Q. I have a traditional 401(k). I want to have some tax-free retirement assets, too. What are the pros and cons of lowering my 401(k) contribution to put money into a Roth IRA?
—Trying to balance
A. First off, kudos to you for being so proactive in thinking in-depth about your retirement savings.
With a traditional 401(k), the money you contribute is pre-tax and is deductible in the tax year you make the contribution, said Michael Cocco, a certified financial planner with AXA Advisors in Nutley. That’s a major benefit of using the plan.
“The money accumulates tax-deferred, so you will not receive a 1099 for any dividends, interest, or capital gains that are generated from the account,” Cocco said. “However, once you start withdrawing from this traditional 401(k), you will pay ordinary income tax on all monies withdrawn in that tax year — both principal and earnings — at your tax rate at that time.”
The philosophy behind this savings technique is that when you are in your prime working years and earning a high degree of income, the tax deduction is meaningful to you. Then when you withdraw these funds at retirement, you could be in a lower tax bracket because you may not be working or you may be working a lot less, so you will pay taxes at a lesser percentage versus in the year in which you received the deduction, Cocco said.
Cocco said much like diversifying the investments you use to save for retirement is important, it’s also important to consider diversifying the taxable buckets in which you have money to pull from at retirement, giving yourself options.
That’s where contributing to a Roth IRA comes into play.
Roth IRA contributions are made using after-tax money, meaning that the money contributed has already been taxed, and you receive no tax deductions in the year you make the contribution, Cocco said.
“However, this money also accumulates tax-deferred and can be accessed tax-free — both the principal and the earnings — once you turn age 59 1/2 and have had the monies in the Roth IRA for at least five years,” Cocco said.
He said contributing to a Roth IRA can have benefits because it ensures that not all of your retirement assets will be taxed upon withdrawal, so you can work with your financial advisor and tax professional to craft a strategy on when to withdraw from each account —and how much — depending on your tax situation at that time.
Additionally, Cocco said, Roth IRAs give you a degree of accessibility to funds without tax or penalty — as your principal contributions are accessible to you at any age.

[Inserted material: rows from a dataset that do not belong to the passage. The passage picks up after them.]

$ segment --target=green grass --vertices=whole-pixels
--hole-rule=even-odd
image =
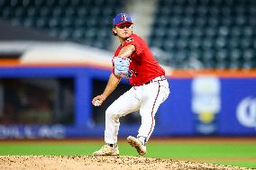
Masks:
[[[1,156],[57,155],[85,156],[91,155],[100,148],[102,142],[96,143],[0,143]],[[256,144],[160,144],[147,146],[148,157],[193,160],[217,165],[256,167]],[[137,156],[135,149],[126,143],[119,145],[120,155]],[[206,160],[204,160],[204,158]],[[233,160],[232,160],[233,159]],[[234,160],[233,160],[234,159]]]

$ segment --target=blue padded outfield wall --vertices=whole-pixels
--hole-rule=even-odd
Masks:
[[[72,125],[0,124],[0,138],[103,137],[105,124],[93,122],[93,79],[105,85],[109,69],[63,67],[1,67],[2,78],[73,77],[75,120]],[[256,135],[256,78],[169,77],[170,96],[156,116],[155,137]],[[122,80],[126,85],[127,80]],[[97,89],[101,93],[104,89]],[[100,114],[105,114],[100,112]],[[140,119],[140,117],[138,117]],[[124,118],[125,120],[125,118]],[[104,122],[104,121],[103,121]],[[120,137],[136,135],[140,121],[123,123]]]

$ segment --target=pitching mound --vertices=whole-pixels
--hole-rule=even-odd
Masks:
[[[125,156],[2,156],[0,169],[248,169],[211,164]]]

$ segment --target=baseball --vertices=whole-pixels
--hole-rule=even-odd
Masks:
[[[99,106],[100,105],[100,102],[99,100],[96,100],[94,103],[95,106]]]

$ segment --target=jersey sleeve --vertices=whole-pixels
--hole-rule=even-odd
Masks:
[[[144,51],[142,45],[138,40],[136,40],[136,39],[134,39],[133,37],[130,37],[125,40],[124,46],[128,46],[128,45],[135,46],[134,53],[138,56],[140,56]]]

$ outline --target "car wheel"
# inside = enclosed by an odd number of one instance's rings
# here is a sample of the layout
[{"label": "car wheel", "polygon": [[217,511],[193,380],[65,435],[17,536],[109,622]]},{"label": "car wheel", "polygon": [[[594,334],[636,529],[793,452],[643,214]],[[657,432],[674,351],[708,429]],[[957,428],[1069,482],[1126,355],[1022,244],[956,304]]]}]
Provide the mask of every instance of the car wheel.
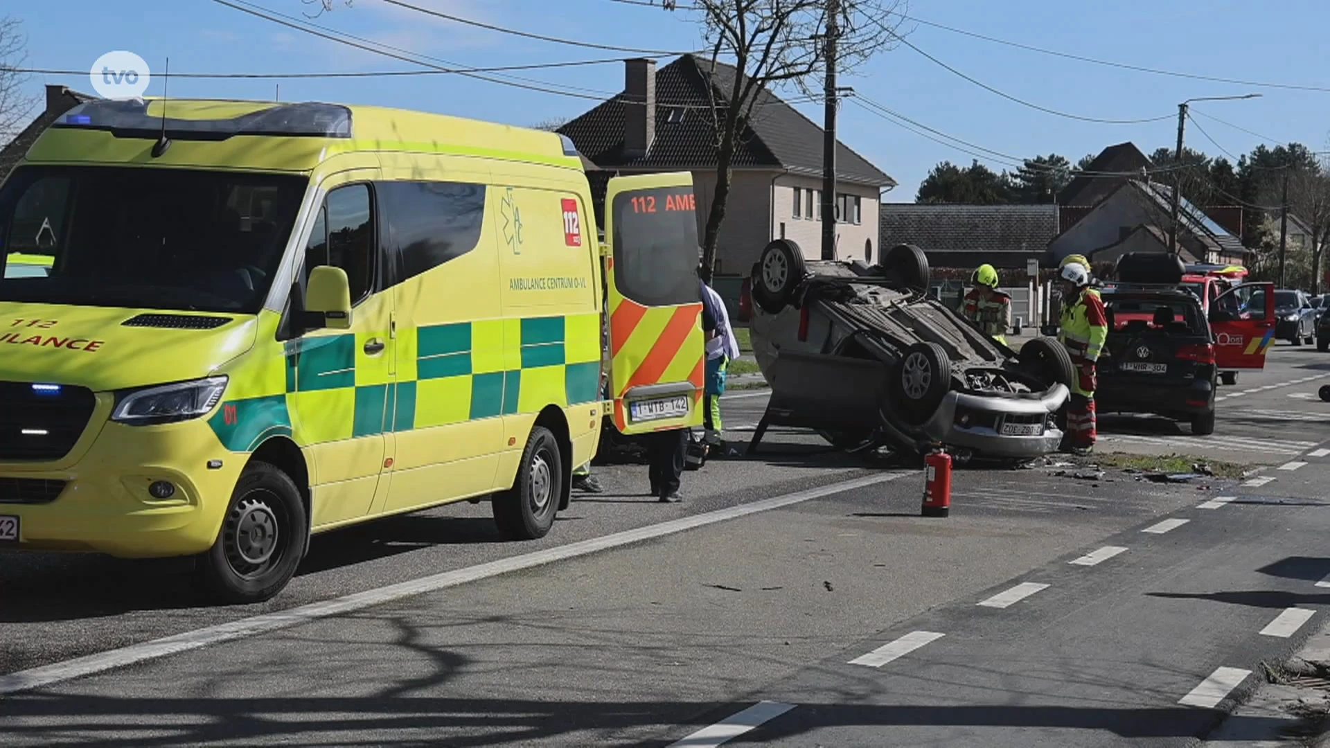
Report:
[{"label": "car wheel", "polygon": [[912,244],[898,244],[888,249],[878,268],[888,280],[916,291],[927,291],[932,278],[928,256]]},{"label": "car wheel", "polygon": [[1072,357],[1067,353],[1067,346],[1056,338],[1035,338],[1020,346],[1016,354],[1036,377],[1051,385],[1072,386],[1076,379],[1076,367]]},{"label": "car wheel", "polygon": [[755,270],[753,301],[769,314],[775,314],[790,303],[794,289],[807,274],[803,250],[790,240],[775,240],[766,245],[758,257]]},{"label": "car wheel", "polygon": [[1209,437],[1214,433],[1214,411],[1206,410],[1192,417],[1192,434]]},{"label": "car wheel", "polygon": [[512,488],[495,494],[489,502],[499,531],[512,540],[544,538],[555,524],[563,490],[559,439],[544,426],[536,426],[527,437]]},{"label": "car wheel", "polygon": [[896,407],[906,422],[918,426],[928,421],[951,390],[951,361],[938,343],[915,343],[896,361],[891,377]]},{"label": "car wheel", "polygon": [[222,603],[261,603],[286,587],[310,542],[295,482],[251,462],[235,482],[217,540],[198,559],[203,587]]}]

It is very important to note that there are income limits to be eligible to contribute to a Roth IRA.
For 2017, you can make the full $5,500 Roth IRA contribution ($6,500 if you are over age 50) if your modified Adjusted Gross Income (AGI) is $118,000 or less. You can make a partial Roth IRA contribution if your income is between $118,000 and $133,000, and you would not be able to make any Roth IRA contributions if your income is over $133,000. For those married filing jointly taxpayers, your combined income must be less than $186,000 for a full contribution, it’s phased out if income is between $186,000 and $196,000, and not allowed if your income is more than $196,000.
“If you are able to contribute to a Roth IRA and elect to do so, I would advise ensuring that you do not lower your 401(k) contributions too much that you may miss qualifying for all of the employer matching contributions you may be eligible for,” Cocco said.
He recommends you speak to your accountant or tax advisor to have them review what may be best in your personal situation, and have them work with your financial advisor to ensure that all members of your professional planning team are working together to give you the proper advice.